Heparin was administered by the intrapulmonary route to dogs, mice, and human volunteers. In all species, a single administration of a large quantity of heparin via the lung resulted in a prolonged state of moderate hypocoagulability (3 days in dogs, 14 days in man) due to the production of a sustained low concentration of heparin in plasma. The lengthening of clotting-time and duration of this response increased with dosage. Effective doses are above 8 mg (1300 units) per kg body-weight. Examination of the lungs, body-fluids, and tissues shows that the heparin is cleared rapidly from the lung and enters a body cellular compartment (probably the macrophages) from which it is slowly released to plasma. No evidence was found (symptomatic or on gross or histological postmortem examination) of haemorrhage or any heparin-related pathological change indicating either immediate or long-term toxic effects in the lung or other tissues. Suggestions are made for the clinical use of the unique features of anticoagulant treatment by intrapulmonary heparin.

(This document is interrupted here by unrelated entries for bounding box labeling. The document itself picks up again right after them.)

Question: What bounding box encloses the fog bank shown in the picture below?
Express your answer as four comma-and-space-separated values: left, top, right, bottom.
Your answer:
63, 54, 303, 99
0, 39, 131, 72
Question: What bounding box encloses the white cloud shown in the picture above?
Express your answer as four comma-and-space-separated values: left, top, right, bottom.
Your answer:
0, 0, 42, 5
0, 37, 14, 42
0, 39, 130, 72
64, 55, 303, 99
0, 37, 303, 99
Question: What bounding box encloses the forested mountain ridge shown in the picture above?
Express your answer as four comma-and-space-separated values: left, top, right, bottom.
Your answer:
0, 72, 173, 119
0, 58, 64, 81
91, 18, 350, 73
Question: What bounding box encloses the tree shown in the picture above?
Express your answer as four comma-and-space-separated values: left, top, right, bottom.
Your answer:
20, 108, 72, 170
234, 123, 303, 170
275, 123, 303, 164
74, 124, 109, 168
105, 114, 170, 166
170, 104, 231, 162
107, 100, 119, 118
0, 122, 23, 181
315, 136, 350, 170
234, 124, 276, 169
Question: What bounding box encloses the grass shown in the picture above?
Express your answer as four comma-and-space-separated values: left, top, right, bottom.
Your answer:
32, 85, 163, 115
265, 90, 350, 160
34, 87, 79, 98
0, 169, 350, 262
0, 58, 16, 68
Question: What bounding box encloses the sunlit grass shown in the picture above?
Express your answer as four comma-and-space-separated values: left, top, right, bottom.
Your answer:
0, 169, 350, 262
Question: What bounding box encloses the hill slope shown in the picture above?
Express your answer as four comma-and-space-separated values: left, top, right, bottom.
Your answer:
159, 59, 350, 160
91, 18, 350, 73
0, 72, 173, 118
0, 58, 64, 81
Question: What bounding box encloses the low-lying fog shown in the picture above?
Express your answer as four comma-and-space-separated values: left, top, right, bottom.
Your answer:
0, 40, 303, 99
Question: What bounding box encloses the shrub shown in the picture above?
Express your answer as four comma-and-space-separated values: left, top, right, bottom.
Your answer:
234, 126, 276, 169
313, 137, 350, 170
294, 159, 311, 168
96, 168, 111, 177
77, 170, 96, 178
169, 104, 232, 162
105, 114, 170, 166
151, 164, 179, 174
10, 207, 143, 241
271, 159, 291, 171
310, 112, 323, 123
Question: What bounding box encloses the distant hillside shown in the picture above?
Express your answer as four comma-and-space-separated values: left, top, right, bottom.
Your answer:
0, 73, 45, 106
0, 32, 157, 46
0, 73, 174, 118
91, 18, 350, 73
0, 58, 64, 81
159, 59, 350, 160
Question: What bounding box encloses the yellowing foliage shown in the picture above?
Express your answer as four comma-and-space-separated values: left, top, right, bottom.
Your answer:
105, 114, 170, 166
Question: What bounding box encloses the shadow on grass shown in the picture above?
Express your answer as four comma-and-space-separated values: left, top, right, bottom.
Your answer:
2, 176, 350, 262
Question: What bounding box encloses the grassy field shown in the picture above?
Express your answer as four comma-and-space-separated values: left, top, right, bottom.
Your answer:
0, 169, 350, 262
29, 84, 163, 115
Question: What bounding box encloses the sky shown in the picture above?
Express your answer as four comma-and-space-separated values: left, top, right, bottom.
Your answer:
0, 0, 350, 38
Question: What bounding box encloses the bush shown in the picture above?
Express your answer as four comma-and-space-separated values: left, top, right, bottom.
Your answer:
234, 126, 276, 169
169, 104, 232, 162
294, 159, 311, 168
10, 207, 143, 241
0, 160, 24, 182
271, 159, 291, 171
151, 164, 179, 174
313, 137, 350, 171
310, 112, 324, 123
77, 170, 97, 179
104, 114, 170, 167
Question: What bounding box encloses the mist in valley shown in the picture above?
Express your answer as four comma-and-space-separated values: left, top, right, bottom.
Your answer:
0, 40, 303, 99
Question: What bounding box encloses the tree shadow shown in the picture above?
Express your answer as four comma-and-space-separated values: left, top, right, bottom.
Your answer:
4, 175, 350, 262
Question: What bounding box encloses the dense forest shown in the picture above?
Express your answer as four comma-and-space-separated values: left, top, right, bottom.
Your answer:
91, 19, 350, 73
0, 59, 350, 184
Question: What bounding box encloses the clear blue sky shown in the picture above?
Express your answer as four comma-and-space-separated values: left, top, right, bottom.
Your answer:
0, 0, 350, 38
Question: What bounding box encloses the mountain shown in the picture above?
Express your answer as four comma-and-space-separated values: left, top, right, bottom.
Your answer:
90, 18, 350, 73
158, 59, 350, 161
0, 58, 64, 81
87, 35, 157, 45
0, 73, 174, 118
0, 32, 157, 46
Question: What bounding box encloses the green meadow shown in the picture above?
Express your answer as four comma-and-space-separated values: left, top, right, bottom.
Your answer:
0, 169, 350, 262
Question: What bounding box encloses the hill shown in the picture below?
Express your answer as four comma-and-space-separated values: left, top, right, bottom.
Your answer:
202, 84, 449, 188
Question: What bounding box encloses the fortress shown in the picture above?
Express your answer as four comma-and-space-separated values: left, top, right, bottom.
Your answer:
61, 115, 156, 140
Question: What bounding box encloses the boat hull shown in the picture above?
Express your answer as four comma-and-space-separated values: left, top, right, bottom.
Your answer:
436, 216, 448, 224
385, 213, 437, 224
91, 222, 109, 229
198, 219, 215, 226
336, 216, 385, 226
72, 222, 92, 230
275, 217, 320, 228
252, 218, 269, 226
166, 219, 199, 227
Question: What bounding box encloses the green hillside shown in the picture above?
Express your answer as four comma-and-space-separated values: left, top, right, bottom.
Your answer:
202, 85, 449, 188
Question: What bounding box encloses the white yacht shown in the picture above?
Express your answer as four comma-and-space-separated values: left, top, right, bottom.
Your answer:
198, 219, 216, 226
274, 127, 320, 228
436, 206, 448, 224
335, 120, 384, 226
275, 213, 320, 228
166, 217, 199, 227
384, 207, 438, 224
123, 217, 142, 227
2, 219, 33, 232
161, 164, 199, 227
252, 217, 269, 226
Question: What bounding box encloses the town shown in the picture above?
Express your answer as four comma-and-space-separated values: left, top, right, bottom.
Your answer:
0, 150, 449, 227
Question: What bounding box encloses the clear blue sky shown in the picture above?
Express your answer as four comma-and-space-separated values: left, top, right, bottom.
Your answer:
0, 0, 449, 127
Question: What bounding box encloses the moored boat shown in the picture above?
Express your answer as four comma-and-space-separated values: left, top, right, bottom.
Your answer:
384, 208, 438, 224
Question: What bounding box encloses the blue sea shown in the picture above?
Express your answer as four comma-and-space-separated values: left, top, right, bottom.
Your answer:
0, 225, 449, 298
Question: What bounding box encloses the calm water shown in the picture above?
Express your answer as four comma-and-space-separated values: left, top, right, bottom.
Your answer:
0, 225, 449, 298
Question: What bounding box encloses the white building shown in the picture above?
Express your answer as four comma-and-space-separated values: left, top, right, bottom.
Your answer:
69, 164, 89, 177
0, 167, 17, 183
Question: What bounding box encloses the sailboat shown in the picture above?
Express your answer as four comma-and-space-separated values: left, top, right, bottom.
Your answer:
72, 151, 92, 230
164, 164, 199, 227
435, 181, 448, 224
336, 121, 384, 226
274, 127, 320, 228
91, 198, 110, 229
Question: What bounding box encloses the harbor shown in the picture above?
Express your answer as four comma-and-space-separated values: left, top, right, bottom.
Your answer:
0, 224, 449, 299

通过肺内途径给狗、小鼠和人类志愿者注射肝素。在所有物种中,经肺单次给予大量肝素会导致中度低凝状态持续延长(狗为3天,人为14天),这是由于血浆中肝素持续处于低浓度状态。凝血时间的延长及这种反应的持续时间随剂量增加而延长。有效剂量高于每千克体重8毫克(1300单位)。对肺、体液和组织的检查表明,肝素从肺中迅速清除,并进入机体细胞区室(可能是巨噬细胞),然后从该区域缓慢释放到血浆中。未发现出血迹象或任何与肝素相关的病理变化(无论是症状性的,还是大体或组织学尸检结果),表明肺或其他组织存在即时或长期毒性作用。文中针对肺内注射肝素进行抗凝治疗的独特特性在临床应用方面提出了建议。